Muharrem ayı Hicri yılbaşı ve "aşure ayı"dır; ama mahzûn bir aydır, hüzünlü bir aydır. Mazlûmların asırlardır dinmeyen feryâd ü figânıdır bu mâtemli ay... Kerbelâ şehitlerinin anıldığı bir ay... Erzurumlu Alvarlı Efen'in zulme ve zâlime sitemi ile dile getirdiği "ey felek" redifli hüzünlü bir şiirindeki üç beyit, Kerbelâ'da vahşet sergileyen "şâkileri" anlatmaya yeter sanırım. "Kane garkettin sitemle Kerbelâ sultânını / Gül gülistân oldu kandan mihr-i devrân ey felek / Bahr-ı hûne keştibân ettin Hüseyn'i cevr ile / Âl-i Âbâ gülleri hak ile yeksân ey felek / Evlâd-ı Peygâmberi saldın belâ deryâsına / Leşker-i ehl-i şekâ ederdi seyrân ey felek"
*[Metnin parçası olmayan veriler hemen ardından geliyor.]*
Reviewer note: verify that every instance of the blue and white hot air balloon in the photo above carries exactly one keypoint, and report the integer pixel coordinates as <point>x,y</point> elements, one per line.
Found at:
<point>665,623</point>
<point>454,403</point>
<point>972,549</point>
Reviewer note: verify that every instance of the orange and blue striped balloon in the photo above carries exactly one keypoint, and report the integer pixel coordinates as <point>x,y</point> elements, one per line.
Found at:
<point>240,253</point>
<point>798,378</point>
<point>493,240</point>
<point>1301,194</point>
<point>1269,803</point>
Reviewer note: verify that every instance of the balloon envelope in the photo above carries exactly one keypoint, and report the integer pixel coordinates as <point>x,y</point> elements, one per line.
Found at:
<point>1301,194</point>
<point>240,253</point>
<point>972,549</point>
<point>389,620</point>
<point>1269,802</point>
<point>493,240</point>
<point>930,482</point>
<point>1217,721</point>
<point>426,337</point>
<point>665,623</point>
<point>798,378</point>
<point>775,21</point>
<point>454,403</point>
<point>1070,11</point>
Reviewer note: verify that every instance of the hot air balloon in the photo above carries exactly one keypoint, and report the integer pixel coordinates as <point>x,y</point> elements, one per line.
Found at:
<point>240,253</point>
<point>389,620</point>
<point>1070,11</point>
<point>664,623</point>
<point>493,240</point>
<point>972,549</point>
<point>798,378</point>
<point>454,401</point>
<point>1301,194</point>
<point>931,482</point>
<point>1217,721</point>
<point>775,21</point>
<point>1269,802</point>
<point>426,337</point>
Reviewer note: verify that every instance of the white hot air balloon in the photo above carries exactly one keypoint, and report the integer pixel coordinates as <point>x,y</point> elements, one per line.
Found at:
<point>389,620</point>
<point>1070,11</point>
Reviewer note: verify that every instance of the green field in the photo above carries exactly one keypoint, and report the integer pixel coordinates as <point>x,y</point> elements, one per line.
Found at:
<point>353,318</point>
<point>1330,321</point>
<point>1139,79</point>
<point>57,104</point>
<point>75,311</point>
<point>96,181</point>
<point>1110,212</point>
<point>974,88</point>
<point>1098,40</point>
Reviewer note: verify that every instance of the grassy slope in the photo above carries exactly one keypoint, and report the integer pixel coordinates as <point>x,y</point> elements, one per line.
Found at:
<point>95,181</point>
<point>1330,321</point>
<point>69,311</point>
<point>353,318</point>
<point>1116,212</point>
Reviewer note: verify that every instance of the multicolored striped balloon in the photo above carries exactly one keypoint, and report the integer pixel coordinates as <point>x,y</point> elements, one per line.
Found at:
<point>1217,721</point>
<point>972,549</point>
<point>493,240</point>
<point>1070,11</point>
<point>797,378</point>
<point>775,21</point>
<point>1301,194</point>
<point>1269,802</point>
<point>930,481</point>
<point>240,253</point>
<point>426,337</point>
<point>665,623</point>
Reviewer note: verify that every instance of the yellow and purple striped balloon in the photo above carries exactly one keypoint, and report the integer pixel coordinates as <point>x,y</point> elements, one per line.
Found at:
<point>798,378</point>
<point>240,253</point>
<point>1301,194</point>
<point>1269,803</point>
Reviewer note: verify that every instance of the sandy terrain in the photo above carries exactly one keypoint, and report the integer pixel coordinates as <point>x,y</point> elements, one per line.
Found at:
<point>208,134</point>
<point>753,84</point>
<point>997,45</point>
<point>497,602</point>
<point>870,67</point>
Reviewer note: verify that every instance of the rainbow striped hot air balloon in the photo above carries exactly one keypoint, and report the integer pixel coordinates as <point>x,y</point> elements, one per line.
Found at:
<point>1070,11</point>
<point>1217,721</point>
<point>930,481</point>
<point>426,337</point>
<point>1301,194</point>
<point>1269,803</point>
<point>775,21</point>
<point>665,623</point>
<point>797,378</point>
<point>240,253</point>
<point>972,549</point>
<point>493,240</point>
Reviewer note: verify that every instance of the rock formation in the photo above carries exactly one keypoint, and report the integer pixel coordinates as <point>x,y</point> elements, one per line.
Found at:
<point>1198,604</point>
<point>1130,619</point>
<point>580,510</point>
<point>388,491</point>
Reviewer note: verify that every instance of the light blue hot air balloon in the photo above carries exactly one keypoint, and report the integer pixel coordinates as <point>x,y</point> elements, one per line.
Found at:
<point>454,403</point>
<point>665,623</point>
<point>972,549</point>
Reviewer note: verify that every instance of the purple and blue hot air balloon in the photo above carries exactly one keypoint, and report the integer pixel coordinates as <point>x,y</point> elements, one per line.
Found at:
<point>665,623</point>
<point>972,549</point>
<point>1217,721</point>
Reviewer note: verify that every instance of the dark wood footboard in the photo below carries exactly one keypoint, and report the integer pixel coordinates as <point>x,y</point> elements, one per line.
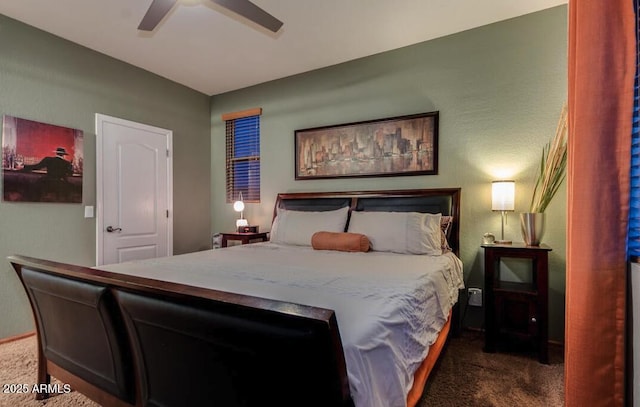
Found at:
<point>125,340</point>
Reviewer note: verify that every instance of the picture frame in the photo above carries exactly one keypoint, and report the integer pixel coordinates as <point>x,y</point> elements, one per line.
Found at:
<point>41,162</point>
<point>394,146</point>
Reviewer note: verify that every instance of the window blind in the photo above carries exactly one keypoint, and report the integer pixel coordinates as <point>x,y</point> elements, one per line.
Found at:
<point>243,156</point>
<point>633,237</point>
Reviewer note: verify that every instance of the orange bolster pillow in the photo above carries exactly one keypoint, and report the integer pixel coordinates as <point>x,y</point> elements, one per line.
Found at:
<point>345,242</point>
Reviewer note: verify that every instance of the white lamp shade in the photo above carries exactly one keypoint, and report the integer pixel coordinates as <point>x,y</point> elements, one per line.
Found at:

İslâm tarihinde dini saltanata dönüştüren kepâze alçak bir zihniyetin ve Diyânet Cuma hutbesinde kirli ve kanlı adını zikretmese de bî- insâf ü bî-din Yezid'in şahsında mücessemleşen tüm zâlimlerin vahşet, denaât ve zulmûnun ve Hz. Hüseyin'in şahsında somutlaşan tüm mâsûm ve mazlûmların, hakkın ve adaletin simgeleşen mücâdelesidir Kerbelâ... Hak ve hakikat yolunun hak yolcularına ve "Aşkın şehidi"ne revâ görülen idrâk ve insanlık dışı haysiyetsizce ve ahlâksızca işlenen utanç verici hûnhâr bir cinâyetin ve vahşetin adıdır Kerbelâ...
Dünya var olup durdukça, yalnızca sünnî, şiî ve alevilerin değil, tüm insanlığın vicdânlarında hep kanayacak onulmaz bir insanlık yarasıdır Kerbelâ... Ne diyor büyük Ozan Mahzûnî: "Bitmiyor gönlümün yası / Dünya yalancı dünyası / Yaram Kerbelâ yarası / Yaralarım yaralarım"
Kerbelâ şehitlerini rahmetle anıyorum.